Figure 3. C. pneumoniae infection leads to increasing of macrophage infiltration, Cox-2 expression, and CD3 T cell infiltration in the aortic sinus of C57BL/6 mice compared with IL-17A−/− mice

A, Representative MOMA-2-positive staining in uninfected and infected IL-17A−/− and WT mice. Infection with C. pneumoniae (5 × 10⁴ IFU/mouse) led to greater accumulation of MOMA-2 -positive and (brown nuclear) in the aortic sinus from C57BL/6 mice, but not in IL-17A−/− mice (only blue nuclears). B, Quantitative analysis of macrophage immunoreactivity in aortic sinus plaques of WT and IL-17A−/− mice, expressed as a proportion of the total plaque areas (n=7 in each group). Means and SD are shown (*p < 0.05). C, Quantitative analysis of COX-2 immunofluorescent staining in sclerotic plaques of WT and IL-17A−/− mice (n = 6 in each group). Means and SD are shown (*p < 0.05). D, Quantification of CD3⁺ cells and quantitative analysis of CD3 immunoreactivity in the aortic sinus plaques of WT and IL-17A−/− mice (n = 5 in each group). Means and SD are shown (*p < 0.05).

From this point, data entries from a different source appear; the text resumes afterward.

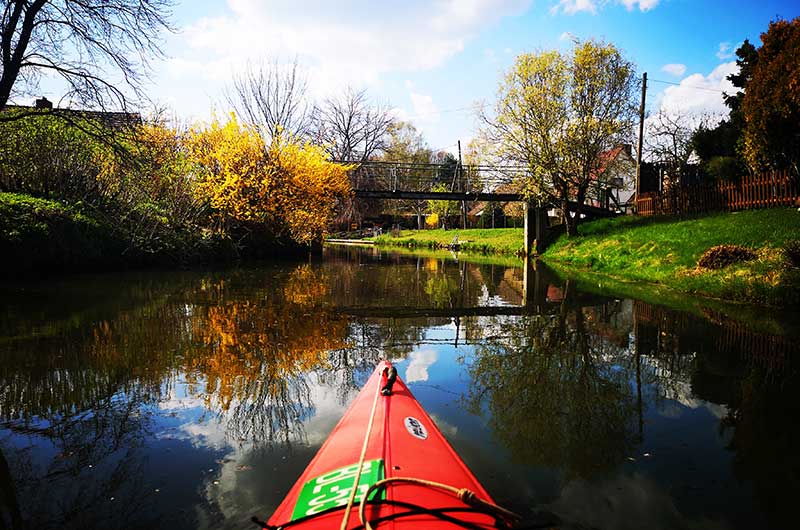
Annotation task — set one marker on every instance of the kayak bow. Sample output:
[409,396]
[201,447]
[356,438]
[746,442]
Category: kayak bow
[405,473]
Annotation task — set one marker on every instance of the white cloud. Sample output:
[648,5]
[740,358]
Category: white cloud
[350,45]
[644,5]
[420,362]
[570,7]
[699,94]
[725,51]
[675,69]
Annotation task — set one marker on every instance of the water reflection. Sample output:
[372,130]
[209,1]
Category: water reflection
[193,399]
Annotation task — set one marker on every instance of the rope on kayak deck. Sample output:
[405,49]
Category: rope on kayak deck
[465,495]
[352,498]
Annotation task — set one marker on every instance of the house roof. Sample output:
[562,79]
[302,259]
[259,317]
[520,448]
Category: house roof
[607,158]
[113,120]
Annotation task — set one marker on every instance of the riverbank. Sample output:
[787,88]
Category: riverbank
[46,236]
[508,241]
[660,252]
[666,250]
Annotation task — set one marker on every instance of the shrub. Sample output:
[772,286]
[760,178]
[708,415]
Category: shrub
[723,255]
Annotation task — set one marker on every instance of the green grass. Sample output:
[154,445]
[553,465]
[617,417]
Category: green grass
[506,260]
[484,240]
[665,251]
[39,233]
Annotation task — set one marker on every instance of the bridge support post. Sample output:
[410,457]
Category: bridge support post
[534,287]
[533,227]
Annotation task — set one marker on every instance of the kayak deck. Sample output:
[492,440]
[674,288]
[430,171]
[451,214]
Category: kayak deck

Figure 4. IL-17A increases macrophage foam cell formation via murine aortic endothelial cells

A, Flow cytometry analysis on MAECs derived from aortas of WT mice to determine the presence of IL-17RA. Shaded histogram: Isotype control. Open histogram: Anti-IL-17RA. B, MAECs derived from aortas of WT mice were stimulated with recombinant IL-17A (100 ng/ml) for 24 h. The supernatants were collected and IL-6 and levels were measured by ELISA. C, MAECs derived from aortas of WT mice were stimulated with recombinant IL-17A (100 ng/ml) for 24 hr. CCL2 levels were measured by ELISA. Data shown are derived from one representative experiment out of three independent experiments. Stimulations were performed in quadruplicates. Means ± SD are shown. D, Micrographs of Oil Red O- stained wild type peritoneal macrophages treated with culture supernatants of MAEC with and without IL-17A stimulation. E, The percentages of foam cells in total macrophages were quantified. Means and SD are shown (*p < 0.05, **<p<0.01). Control Sup: culture supernatants of MAEC without IL-17A stimulation.